Friday, 22 November 2013

Nosferatu, 1979

Werner Herzog's 1979 version of the silent classic NOSFERATU is visually (and aurally) impressive and still has the power to unsettle, with Euro-favourites Bruno Ganz and Isabelle Adjani pitted against the vampire of Klaus Kinski - a dead ringer for Max Schreck in the 1922 silent Murnau classic - as the pitiful vampire bringing death and plague in his wake ...
Jonathan Harker is sent away to Count Dracula's castle to sell him a house in Varna, where Jonathan lives. But Count Dracula is a vampire, an undead ghoul living off of men's blood. Inspired by a photograph of Lucy Harker, Jonathan's wife, Dracula moves to Varna, bringing with him death and plague... An unusually contemplative version of Dracula, in which the vampire bears the curse of not being able to get old and die. 
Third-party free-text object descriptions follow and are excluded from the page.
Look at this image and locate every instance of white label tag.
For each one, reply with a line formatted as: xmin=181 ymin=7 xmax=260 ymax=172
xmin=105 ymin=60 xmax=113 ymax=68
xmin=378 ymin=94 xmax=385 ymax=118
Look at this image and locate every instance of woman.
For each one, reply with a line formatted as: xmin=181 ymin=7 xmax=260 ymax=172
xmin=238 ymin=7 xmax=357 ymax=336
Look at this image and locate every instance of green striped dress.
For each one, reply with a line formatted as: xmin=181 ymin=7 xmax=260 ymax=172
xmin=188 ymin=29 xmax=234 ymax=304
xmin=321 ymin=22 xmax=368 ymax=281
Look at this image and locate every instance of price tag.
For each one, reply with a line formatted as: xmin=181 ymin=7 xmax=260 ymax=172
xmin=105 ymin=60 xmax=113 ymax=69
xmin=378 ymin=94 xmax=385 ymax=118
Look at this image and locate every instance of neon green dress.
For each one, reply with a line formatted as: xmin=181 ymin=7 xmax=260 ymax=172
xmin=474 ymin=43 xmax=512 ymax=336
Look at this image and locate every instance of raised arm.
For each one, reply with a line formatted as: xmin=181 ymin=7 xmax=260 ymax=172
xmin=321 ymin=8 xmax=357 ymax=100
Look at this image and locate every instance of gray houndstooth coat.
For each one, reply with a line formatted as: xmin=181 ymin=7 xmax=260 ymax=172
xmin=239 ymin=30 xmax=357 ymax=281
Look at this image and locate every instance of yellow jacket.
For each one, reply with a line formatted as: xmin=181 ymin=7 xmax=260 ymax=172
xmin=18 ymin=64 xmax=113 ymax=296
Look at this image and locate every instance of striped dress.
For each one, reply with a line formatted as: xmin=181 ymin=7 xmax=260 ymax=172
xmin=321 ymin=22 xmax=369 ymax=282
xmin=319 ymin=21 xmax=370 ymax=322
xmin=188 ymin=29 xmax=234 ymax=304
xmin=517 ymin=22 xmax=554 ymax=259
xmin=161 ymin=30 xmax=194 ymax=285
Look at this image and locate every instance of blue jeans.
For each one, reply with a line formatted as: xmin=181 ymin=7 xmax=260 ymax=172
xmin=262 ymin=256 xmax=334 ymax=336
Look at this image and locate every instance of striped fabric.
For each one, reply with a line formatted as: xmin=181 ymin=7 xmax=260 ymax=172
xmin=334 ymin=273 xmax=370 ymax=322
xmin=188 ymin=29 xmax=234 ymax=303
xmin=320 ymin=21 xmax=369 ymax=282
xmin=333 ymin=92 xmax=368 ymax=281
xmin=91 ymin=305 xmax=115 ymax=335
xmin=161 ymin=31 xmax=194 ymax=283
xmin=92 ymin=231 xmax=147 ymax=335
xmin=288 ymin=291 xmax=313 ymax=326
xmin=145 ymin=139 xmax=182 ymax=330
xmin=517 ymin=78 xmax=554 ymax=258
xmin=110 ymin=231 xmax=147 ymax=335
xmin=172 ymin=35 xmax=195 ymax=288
Like Coppola's version in 1992 the visuals keep one mesmerised - starting with those close-ups of mummified bodies, then Harker's journey through that desolate countryside and mountains to that grim castle to meet the cadaverous Count. We have "The children of the night make their music" as the wolves howl, and that comment of the undead Count: "Time is an abyss... profound as a thousand nights... Centuries come and go... To be unable to grow old is terrible... Death is not the worst... Can you imagine enduring centuries, experiencing each day the same futilities..."
 
Ganz is effective as Harker, but Adjani, usually so magnetic, plays Lucy as though she is in a coma but presumably that pallid Victorian heroine what Herzog wanted. Kinski certainly conveys the loneliness and sadness of the vampire who longs to be human. Its certainly effective as that ghost ship arrives in at the port, bringing rats and plague, as the Count has killed off the crew, and the city succumbs to plague mania  ..... will Jonathan get to save Lucy in time? The ending is not what one expects, as Lucy keeps Nosferatu with her till dawn - but then a new vamprie arises to take his place. Maybe Herzog's most effective film since AGUIRRE: THE WRATH OF GOD? For another OTT Kinski performance see 1981's snake-on-the-loose thriller VENOM (Horror label), he is also good as the slum landlord in 1965's THE PLEASURE GIRLS (London label)
Herzog's NOSFERATU is one of the centrepieces of the current BFI 3-month "Gothic" season, with an extended run of 46 screenings in London, as does Clayton's brilliant THE INNOCENTS (also reviewed at Horror, Deborah Kerr labels).

I read Bram Stoker's novel when I was 17 and it was profoundly scary, most of the vampire movies have been fun - I particuarly like ther 1960 Hammer BRIDES OF DRACULA (Horror label) and the effectively chiller DRACULA PRINCE OF DARKNESS with Christopher Lee and Barbara Shelley is maybe the best of the other Hammer Draculas, apart from Polanski's deliciously comic DANCEOF THE VAMPIRES or THE FEARLESS VAMPIRE KILLERS - also at Horror label.